Coming from PostgreSQL and normalizing your MongoDB schema into 15 collections with foreign keys everywhere defeats the purpose. You end up with the join overhead of SQL without the join optimization of a relational database. MongoDB's $lookup is not a SQL JOIN. It's slower, less flexible, and should be the exception rather than the rule.

Ignoring access patterns

This is the root cause of most schema problems. People design their schema based on the data structure rather than how the application reads and writes it. Start with your queries: what data do you need together? How often? That drives the schema, not the entity-relationship diagram.

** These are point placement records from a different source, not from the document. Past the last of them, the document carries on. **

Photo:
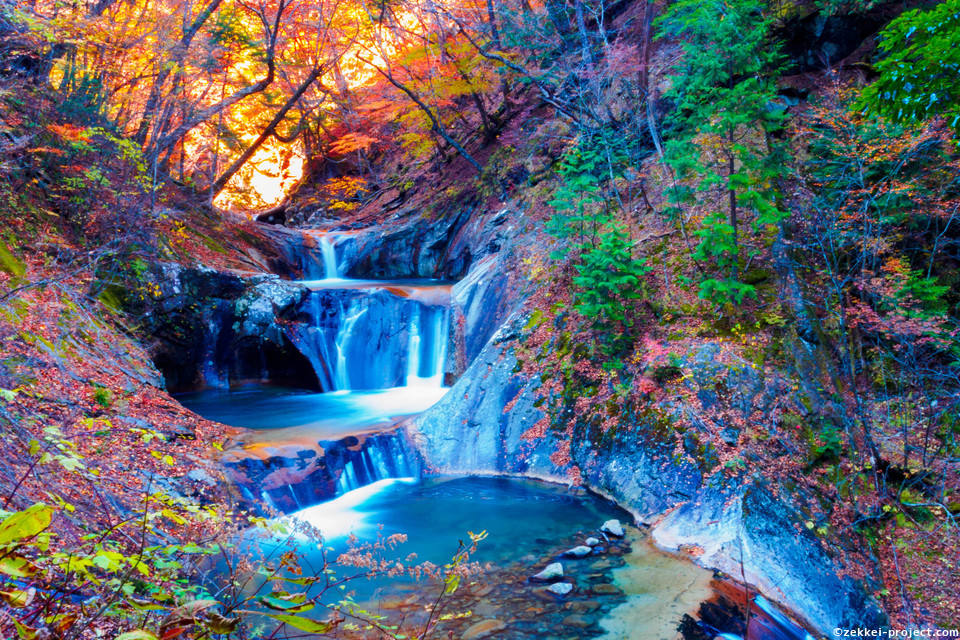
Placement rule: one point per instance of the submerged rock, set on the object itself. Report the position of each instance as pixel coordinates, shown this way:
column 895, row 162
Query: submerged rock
column 553, row 571
column 606, row 589
column 578, row 621
column 560, row 588
column 483, row 629
column 613, row 528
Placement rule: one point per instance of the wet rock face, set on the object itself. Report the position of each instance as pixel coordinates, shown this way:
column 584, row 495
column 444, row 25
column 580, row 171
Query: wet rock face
column 482, row 302
column 754, row 524
column 364, row 338
column 479, row 424
column 214, row 329
column 820, row 41
column 469, row 428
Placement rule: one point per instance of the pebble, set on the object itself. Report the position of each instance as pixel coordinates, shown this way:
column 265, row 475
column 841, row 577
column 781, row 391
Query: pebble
column 552, row 572
column 613, row 528
column 482, row 629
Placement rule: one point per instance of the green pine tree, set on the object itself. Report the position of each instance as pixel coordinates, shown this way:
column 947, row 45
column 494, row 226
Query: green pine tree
column 720, row 133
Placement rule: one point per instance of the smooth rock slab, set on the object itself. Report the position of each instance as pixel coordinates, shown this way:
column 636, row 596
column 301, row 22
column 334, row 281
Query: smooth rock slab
column 552, row 572
column 613, row 528
column 483, row 629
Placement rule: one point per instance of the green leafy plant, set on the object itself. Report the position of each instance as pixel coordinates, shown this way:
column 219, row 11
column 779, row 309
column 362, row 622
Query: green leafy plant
column 607, row 273
column 920, row 67
column 721, row 133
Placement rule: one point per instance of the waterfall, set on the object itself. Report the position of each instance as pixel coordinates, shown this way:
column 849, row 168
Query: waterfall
column 328, row 250
column 413, row 349
column 353, row 313
column 427, row 347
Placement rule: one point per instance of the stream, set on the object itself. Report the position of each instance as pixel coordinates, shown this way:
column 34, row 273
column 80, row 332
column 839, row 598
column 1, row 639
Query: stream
column 340, row 462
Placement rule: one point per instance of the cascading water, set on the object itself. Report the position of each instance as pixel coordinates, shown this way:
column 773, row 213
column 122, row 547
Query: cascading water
column 378, row 349
column 352, row 315
column 328, row 250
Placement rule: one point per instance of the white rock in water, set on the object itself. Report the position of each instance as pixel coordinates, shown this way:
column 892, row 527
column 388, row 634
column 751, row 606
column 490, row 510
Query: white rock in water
column 613, row 528
column 560, row 588
column 551, row 572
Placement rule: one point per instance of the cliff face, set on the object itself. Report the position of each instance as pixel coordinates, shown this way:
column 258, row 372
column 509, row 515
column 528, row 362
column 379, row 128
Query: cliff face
column 659, row 461
column 480, row 425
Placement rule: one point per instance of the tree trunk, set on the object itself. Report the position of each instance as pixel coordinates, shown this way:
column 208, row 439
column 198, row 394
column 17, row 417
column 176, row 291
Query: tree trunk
column 221, row 182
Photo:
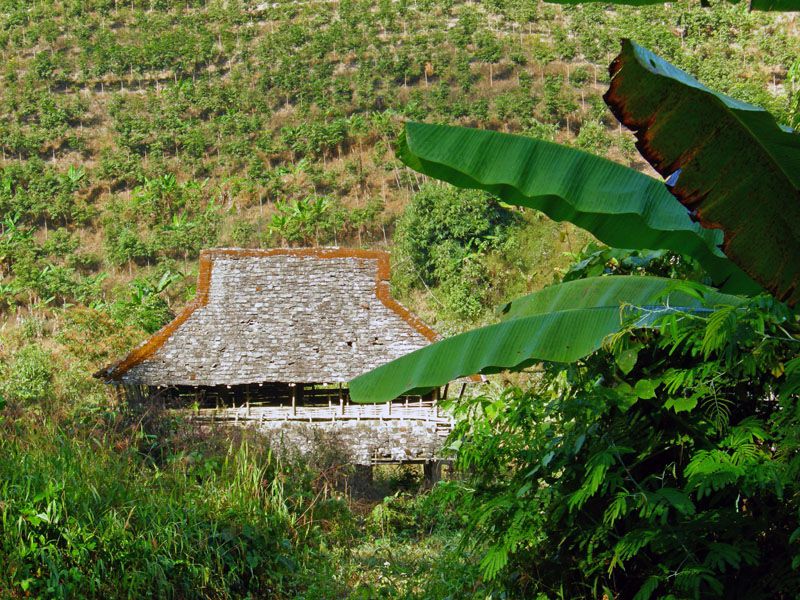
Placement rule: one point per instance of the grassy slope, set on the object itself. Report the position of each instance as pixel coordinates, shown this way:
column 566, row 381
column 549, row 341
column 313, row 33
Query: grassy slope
column 247, row 108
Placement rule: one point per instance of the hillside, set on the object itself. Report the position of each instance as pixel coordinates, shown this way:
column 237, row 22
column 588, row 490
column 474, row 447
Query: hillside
column 133, row 134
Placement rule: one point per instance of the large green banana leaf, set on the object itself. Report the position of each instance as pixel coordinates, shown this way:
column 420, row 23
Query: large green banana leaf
column 729, row 162
column 562, row 323
column 777, row 5
column 619, row 206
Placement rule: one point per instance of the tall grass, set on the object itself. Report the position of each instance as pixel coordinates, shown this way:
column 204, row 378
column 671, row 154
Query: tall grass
column 90, row 516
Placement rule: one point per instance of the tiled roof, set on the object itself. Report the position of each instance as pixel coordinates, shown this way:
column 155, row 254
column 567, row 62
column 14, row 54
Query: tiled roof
column 290, row 315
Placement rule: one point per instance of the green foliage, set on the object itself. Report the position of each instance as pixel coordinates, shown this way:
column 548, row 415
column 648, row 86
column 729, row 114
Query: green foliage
column 146, row 307
column 441, row 241
column 671, row 476
column 28, row 377
column 648, row 95
column 83, row 520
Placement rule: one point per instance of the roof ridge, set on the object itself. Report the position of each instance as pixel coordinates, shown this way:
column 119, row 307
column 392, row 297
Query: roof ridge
column 207, row 258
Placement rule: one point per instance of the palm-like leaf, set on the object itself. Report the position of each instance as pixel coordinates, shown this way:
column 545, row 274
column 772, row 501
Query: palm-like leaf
column 619, row 206
column 562, row 323
column 734, row 166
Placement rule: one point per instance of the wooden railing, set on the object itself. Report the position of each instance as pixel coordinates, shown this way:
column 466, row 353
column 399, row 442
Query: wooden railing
column 415, row 411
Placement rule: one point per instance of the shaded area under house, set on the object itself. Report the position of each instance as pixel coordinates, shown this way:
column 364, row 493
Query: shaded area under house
column 271, row 340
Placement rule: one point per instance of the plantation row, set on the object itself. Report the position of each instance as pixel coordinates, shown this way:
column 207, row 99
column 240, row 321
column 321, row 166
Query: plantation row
column 135, row 133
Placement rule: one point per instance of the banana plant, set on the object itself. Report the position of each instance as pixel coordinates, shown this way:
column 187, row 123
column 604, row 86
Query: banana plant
column 729, row 162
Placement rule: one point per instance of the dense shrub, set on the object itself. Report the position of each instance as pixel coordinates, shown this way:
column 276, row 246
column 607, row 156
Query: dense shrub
column 442, row 240
column 664, row 466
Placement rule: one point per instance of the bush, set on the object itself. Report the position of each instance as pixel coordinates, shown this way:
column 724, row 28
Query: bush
column 665, row 466
column 28, row 378
column 442, row 240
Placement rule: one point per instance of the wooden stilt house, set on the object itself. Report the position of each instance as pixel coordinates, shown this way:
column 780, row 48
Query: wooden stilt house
column 272, row 338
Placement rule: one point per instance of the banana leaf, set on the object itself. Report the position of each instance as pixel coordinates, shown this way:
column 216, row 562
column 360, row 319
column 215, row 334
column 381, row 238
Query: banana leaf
column 619, row 206
column 562, row 323
column 729, row 162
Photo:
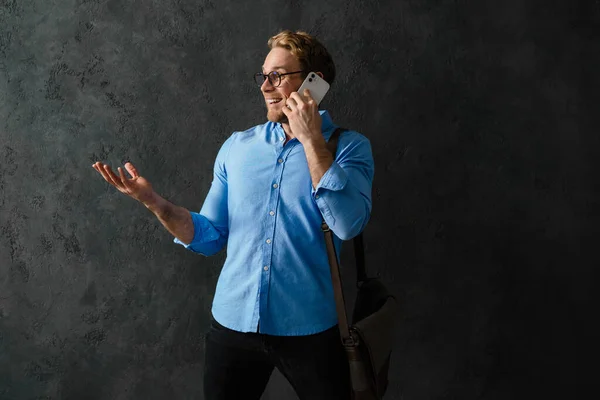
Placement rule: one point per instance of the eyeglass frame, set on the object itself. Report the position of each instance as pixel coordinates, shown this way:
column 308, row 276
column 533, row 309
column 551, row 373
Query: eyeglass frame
column 266, row 77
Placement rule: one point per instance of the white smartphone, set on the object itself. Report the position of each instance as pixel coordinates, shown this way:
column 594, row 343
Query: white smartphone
column 318, row 87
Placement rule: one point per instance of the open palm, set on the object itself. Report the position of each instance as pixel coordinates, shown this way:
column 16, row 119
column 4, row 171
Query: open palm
column 136, row 187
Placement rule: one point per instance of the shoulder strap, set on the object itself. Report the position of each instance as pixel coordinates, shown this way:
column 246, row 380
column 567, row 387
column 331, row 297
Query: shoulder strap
column 359, row 250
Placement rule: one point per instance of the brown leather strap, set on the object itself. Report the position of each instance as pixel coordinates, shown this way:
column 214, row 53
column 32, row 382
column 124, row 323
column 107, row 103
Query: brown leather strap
column 359, row 250
column 338, row 293
column 347, row 338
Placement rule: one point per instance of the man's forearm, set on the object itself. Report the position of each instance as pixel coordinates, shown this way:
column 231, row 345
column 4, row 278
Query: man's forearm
column 177, row 220
column 319, row 159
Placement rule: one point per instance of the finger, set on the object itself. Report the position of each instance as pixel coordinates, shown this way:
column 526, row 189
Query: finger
column 290, row 103
column 131, row 169
column 299, row 101
column 124, row 179
column 113, row 178
column 105, row 175
column 308, row 97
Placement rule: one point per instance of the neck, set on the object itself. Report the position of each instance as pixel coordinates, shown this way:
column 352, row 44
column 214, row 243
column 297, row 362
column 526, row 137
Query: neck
column 288, row 131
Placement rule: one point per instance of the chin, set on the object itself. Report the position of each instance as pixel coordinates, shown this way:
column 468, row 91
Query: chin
column 276, row 116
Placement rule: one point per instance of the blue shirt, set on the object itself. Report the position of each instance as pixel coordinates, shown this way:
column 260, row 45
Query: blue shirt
column 262, row 205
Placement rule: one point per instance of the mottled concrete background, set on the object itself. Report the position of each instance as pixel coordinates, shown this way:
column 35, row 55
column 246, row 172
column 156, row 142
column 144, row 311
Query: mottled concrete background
column 485, row 203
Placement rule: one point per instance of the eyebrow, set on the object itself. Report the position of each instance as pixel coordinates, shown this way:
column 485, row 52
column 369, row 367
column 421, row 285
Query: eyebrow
column 274, row 68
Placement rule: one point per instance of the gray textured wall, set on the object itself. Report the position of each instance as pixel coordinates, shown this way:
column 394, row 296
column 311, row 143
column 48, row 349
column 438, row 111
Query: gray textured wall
column 485, row 199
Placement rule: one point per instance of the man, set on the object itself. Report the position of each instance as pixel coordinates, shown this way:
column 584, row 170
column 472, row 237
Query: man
column 273, row 184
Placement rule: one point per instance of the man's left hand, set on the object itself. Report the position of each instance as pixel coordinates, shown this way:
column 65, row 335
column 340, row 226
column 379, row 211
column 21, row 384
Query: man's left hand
column 303, row 116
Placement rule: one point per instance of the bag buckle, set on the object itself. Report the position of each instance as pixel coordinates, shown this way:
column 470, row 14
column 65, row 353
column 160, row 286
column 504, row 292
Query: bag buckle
column 351, row 341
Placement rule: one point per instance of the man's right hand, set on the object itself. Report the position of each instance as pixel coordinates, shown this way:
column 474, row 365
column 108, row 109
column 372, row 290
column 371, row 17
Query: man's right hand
column 135, row 187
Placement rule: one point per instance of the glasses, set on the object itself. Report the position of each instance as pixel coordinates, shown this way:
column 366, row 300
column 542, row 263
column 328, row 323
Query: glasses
column 274, row 77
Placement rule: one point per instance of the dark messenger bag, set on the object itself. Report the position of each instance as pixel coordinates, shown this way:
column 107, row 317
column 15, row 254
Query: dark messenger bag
column 368, row 339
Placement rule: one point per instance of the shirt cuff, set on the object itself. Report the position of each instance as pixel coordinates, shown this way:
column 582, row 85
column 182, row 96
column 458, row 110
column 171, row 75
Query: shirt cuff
column 335, row 178
column 204, row 231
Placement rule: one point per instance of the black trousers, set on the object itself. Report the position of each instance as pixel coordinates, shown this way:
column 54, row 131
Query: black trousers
column 238, row 365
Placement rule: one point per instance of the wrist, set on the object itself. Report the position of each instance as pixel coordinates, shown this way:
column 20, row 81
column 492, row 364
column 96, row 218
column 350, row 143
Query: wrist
column 154, row 203
column 316, row 144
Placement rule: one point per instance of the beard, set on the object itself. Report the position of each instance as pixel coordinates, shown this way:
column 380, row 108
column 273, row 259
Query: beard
column 276, row 116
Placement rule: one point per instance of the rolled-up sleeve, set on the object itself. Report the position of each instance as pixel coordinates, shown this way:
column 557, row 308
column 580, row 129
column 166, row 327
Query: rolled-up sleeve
column 211, row 223
column 344, row 192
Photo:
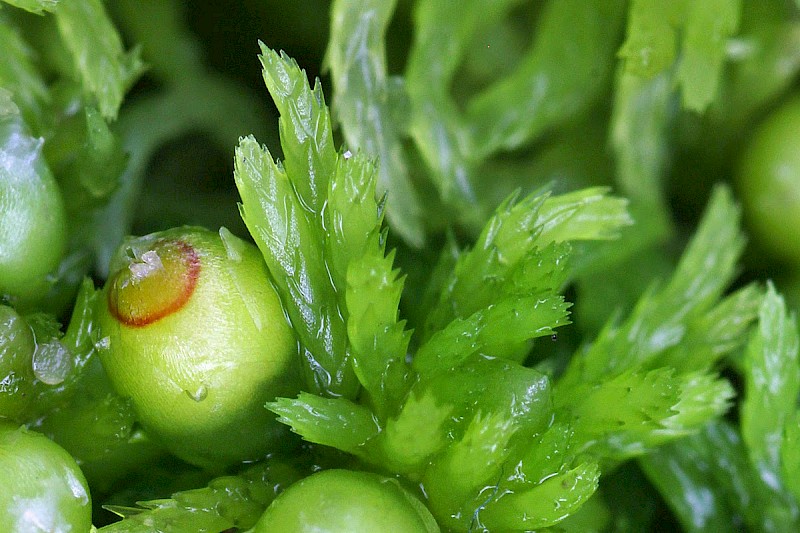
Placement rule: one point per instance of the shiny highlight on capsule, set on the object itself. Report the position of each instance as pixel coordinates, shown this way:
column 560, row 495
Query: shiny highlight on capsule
column 156, row 283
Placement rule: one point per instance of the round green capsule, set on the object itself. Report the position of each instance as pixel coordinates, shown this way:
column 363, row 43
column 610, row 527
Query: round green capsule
column 195, row 335
column 769, row 183
column 43, row 490
column 32, row 217
column 345, row 501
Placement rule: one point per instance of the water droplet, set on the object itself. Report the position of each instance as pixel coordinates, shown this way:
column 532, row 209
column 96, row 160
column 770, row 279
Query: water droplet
column 51, row 362
column 233, row 245
column 148, row 263
column 199, row 394
column 103, row 344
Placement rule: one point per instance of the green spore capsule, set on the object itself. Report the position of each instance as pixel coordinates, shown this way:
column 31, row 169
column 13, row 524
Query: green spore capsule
column 42, row 489
column 32, row 219
column 193, row 332
column 337, row 501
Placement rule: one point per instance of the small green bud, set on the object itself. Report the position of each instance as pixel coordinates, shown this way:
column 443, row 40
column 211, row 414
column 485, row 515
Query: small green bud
column 32, row 219
column 334, row 501
column 769, row 183
column 42, row 489
column 195, row 335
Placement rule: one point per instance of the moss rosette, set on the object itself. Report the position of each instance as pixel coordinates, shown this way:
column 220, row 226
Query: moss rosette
column 206, row 351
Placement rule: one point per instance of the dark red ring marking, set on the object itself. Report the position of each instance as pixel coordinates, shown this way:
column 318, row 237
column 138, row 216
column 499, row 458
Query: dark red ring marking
column 190, row 275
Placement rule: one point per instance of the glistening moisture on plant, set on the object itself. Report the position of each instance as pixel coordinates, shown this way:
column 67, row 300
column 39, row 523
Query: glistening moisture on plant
column 501, row 266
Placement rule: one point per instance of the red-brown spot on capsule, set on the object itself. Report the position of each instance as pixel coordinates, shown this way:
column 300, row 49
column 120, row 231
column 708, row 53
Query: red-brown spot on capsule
column 155, row 284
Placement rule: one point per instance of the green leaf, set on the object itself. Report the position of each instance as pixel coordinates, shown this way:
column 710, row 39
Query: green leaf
column 357, row 59
column 101, row 64
column 709, row 483
column 650, row 46
column 511, row 256
column 444, row 33
column 640, row 137
column 709, row 24
column 790, row 456
column 544, row 505
column 378, row 338
column 305, row 128
column 34, row 6
column 586, row 214
column 723, row 330
column 293, row 246
column 467, row 466
column 510, row 321
column 19, row 75
column 335, row 422
column 661, row 319
column 772, row 384
column 417, row 432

Never revisiting the decision

Your access patterns change as your product evolves. A blog post with 10 comments that used to work fine as an embedded array now has posts with 2,000 comments. Mingo makes it easy to periodically check your collections and see whether your original schema decisions still hold up, before they become production incidents.

Making the Decision

When you're staring at a new relationship and wondering "embed or reference?", walk through these questions:

  1. How many related items will there be? Fewer than ~100 with a clear cap? Embed. Unbounded? Reference.
  2. Do you always read them together? Yes? Embed. Sometimes or rarely? Reference.
  3. Does the child data change independently? Rarely? Embed. Frequently? Reference.
  4. Is the data shared across multiple parents? No? Embed. Yes? Reference.
  5. Could the embedded data grow large enough to matter? No? Embed. Maybe? Hybrid or reference.

If you get mixed signals, lean toward the hybrid approach. Embed the summary data you need for display, keep a reference for full access, and revisit as your application evolves.

There's no permanent right answer here, only the right answer for your current access patterns. The important thing is to make a deliberate choice, understand the tradeoffs, and keep an eye on how your data actually behaves in production.